To do this we took hold of each end of the sheet and swung it swiftly sideways, and in this way the light chaff was blown away. We'd have fun, too, along with our work, by cracking the sheet around Mr. Knotts' legs every time he came near us. I can almost hear him laugh yet about this prank of ours.

"My father killed most of our meat in the forest. One day while he was hunting he found an old deer's track. While following it he spied a baby deer under some rattleweeds. He caught the baby which began a frightened 'maaing' that soon brought the old doe he had been tracking to the scene. He grabbed his gun, hoping to get a supply of fresh meat, but the old deer ran away leaving her baby.

"To father's surprise the baby deer followed him unafraid and was soon a great pet in our home. About a year later this same deer, now almost grown, began stamping and tearing up our bean and tobacco patches. One day while it was in the garden my father picked up a stone, saying, 'I'm going to kill that deer,' not intending to do so at all. He flung the stone and sure enough he struck the deer in the middle of the forehead. It tumbled over, dead. Everyone in the family shed tears over its death."

"Over at Oka my father, brothers and I used to tan as high as forty or fifty sheep and cow hides every year. First we made a trough by hollowing out a log in which to 'lime' our hides. Liming meant soaking them in ashes until the hair slipped. Then we'd scrape off the hair and flesh and put them in tan ooze made by cutting up chestnut oak bark in water. Sometimes it would take five or six months to tan a hide by this process."

"When the hides reached the proper stage, we'd oil and black them. We used lamp black, which was one of the first things manufactured in West Virginia, for this. We mixed it with fish oil. You'd think you were getting a bushel of blacking if you bought a pound. If the leather was to be used for harness or hinges we blacked the grain side, but if it was to be used for shoes, we blacked the flesh side because it stood mud and water better than the grain side."

"I remember a story about my grandmother, Sabra Cottrell, and her bear dogs, that father used to tell us children. When grandfather was gone she always kept her dogs in the house with her. One night she was alone with two small children. Sometime during the night the dogs began growling noisily. Awakened, grandmother was soon up putting logs on the fire to furnish a light. When the fire blazed up she saw the dogs looking up at the rafters."

"Glancing up, she saw a huge catamount that had crept in through large cracks under the eaves that had not been 'chinked' and daubed'. It crouched just about her head. She knew the dogs couldn't reach him so she grabbed the old hickory poker and soon had the catamount crawling down to the ground on the outside of the house. But she never once allowed those dogs to leave the house for they were her only protectors."

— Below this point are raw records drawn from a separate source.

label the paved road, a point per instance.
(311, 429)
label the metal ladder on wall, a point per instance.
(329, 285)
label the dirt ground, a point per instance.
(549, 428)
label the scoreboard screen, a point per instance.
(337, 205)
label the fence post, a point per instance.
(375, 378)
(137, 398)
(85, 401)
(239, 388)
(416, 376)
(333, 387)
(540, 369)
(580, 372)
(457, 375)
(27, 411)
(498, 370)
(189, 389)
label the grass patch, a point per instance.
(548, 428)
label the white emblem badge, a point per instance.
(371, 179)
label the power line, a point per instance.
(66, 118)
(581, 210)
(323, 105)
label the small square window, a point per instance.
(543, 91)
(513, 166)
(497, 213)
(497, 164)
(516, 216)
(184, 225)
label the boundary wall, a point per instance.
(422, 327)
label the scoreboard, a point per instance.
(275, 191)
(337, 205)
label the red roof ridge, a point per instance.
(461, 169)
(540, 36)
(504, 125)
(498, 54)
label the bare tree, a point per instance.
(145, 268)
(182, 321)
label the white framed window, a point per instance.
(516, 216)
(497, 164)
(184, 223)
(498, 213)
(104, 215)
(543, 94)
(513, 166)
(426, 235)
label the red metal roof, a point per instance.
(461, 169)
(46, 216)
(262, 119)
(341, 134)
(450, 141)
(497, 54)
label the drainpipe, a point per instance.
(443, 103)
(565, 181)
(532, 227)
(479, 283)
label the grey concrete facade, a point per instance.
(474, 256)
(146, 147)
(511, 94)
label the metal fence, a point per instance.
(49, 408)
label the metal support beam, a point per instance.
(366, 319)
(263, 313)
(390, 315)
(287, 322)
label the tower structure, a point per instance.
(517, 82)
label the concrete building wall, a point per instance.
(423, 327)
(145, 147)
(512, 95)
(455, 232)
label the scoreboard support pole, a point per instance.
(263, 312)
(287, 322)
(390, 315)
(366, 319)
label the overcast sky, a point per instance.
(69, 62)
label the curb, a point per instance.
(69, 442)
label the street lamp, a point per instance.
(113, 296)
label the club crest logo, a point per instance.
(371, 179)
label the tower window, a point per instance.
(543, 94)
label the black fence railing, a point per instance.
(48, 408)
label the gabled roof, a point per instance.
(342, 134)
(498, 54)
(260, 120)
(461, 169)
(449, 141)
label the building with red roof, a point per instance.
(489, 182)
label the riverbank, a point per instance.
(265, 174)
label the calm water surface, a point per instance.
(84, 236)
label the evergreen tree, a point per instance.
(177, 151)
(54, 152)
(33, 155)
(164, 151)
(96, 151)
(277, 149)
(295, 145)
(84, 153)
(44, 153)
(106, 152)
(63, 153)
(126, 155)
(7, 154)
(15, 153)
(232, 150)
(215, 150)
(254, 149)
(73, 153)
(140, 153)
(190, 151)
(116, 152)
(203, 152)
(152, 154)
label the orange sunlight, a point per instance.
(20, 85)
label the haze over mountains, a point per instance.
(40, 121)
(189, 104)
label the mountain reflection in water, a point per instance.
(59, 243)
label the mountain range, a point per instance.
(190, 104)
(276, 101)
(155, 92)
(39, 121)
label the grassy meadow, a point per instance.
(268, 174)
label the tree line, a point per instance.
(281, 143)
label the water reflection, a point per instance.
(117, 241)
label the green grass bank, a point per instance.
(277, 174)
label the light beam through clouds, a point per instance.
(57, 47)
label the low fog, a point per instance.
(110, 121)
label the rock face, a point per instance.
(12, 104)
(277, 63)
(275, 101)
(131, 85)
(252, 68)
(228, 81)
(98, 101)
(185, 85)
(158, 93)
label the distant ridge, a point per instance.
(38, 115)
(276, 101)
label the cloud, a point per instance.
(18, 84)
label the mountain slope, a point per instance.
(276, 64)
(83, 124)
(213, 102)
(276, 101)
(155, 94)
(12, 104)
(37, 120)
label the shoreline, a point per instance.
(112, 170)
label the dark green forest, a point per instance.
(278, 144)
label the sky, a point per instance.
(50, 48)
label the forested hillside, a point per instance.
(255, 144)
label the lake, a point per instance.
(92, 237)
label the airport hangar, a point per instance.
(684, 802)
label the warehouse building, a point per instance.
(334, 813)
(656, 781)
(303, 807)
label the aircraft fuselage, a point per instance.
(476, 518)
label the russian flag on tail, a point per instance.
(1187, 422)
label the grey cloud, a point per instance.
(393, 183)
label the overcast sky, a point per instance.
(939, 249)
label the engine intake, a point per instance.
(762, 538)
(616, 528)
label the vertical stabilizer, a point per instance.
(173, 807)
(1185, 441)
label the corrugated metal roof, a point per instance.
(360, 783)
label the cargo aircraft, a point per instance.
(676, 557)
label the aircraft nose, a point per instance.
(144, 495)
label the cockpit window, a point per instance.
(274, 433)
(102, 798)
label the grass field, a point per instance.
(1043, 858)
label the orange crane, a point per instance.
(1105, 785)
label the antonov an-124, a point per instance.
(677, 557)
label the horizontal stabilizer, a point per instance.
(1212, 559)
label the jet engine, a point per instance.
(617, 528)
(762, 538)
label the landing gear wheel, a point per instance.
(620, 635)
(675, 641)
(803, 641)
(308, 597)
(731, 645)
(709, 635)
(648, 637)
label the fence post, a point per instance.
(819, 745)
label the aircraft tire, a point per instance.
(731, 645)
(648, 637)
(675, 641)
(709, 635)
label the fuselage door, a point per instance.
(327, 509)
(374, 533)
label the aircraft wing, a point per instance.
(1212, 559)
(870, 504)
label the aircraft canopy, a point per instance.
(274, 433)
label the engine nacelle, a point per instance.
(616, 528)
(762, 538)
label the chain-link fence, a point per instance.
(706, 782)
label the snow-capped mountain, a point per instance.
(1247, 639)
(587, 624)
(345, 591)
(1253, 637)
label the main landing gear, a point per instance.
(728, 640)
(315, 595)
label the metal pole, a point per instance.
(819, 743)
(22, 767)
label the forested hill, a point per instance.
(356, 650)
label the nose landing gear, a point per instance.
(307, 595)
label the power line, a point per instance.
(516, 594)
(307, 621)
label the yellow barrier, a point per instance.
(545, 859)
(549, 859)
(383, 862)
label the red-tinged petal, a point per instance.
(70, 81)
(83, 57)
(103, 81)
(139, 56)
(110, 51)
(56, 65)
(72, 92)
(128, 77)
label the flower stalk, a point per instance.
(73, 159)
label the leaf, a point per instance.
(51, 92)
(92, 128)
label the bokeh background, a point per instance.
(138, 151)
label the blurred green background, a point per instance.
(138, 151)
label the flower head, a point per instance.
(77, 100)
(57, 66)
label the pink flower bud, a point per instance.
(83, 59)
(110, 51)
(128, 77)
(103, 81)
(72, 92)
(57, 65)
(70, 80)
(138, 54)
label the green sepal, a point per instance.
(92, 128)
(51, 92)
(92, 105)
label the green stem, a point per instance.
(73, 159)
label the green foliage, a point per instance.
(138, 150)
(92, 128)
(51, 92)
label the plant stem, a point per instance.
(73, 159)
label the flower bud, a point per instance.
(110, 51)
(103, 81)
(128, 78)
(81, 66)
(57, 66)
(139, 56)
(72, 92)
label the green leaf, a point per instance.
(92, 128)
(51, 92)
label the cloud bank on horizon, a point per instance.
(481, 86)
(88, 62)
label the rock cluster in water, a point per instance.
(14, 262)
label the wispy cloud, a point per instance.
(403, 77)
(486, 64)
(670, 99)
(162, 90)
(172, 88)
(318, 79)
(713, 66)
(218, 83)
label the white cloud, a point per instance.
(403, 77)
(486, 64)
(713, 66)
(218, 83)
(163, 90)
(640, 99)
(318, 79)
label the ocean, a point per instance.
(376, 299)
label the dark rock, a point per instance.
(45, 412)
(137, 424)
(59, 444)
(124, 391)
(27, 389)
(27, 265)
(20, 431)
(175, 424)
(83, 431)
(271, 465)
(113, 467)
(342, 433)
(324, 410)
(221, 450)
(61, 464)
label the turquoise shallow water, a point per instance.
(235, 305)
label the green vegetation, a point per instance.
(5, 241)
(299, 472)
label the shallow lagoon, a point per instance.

"My people were Unioners during the Civil war. The 'bushwhackers' (bushwhackers were deserters and others who had turned outlaw) from the Southern army took father's horses and tried to take some money which my mother had sewed in an old belt she wore under her 'shimmy'."

"A soldier, one of four, stuck his old musket against her breast, cursed and said he'd kill her if she didn't give up her money. But she didn't give it up! No sir-ee! "My wife's uncle, Evan Cottrell, was in the rebel army. He deserted and came home but officers came after him. When he tried to escape they wounded him pretty badly. He crawled away from them. After the soldiers left, his wife hid him in a rock cliff just over from the head of Frozen Run on Tanner."

"Every day she took him food and water and tended his wounds. He was near death for a long time and did not get entirely well until the war was over. The officers came for him many times, but his wife would warn him by pounding an old wooden trough or a hollow log. This makes a deafening noise that can be heard a long distance. Hunters used to coax the much prized turkey gobbler to gobble by pounding on hollow logs."

"Yes, 72 years is a long time to live, and many changes have come. I only wish I had a chance to go out into the world and see them, but maybe I'm better off with my memories."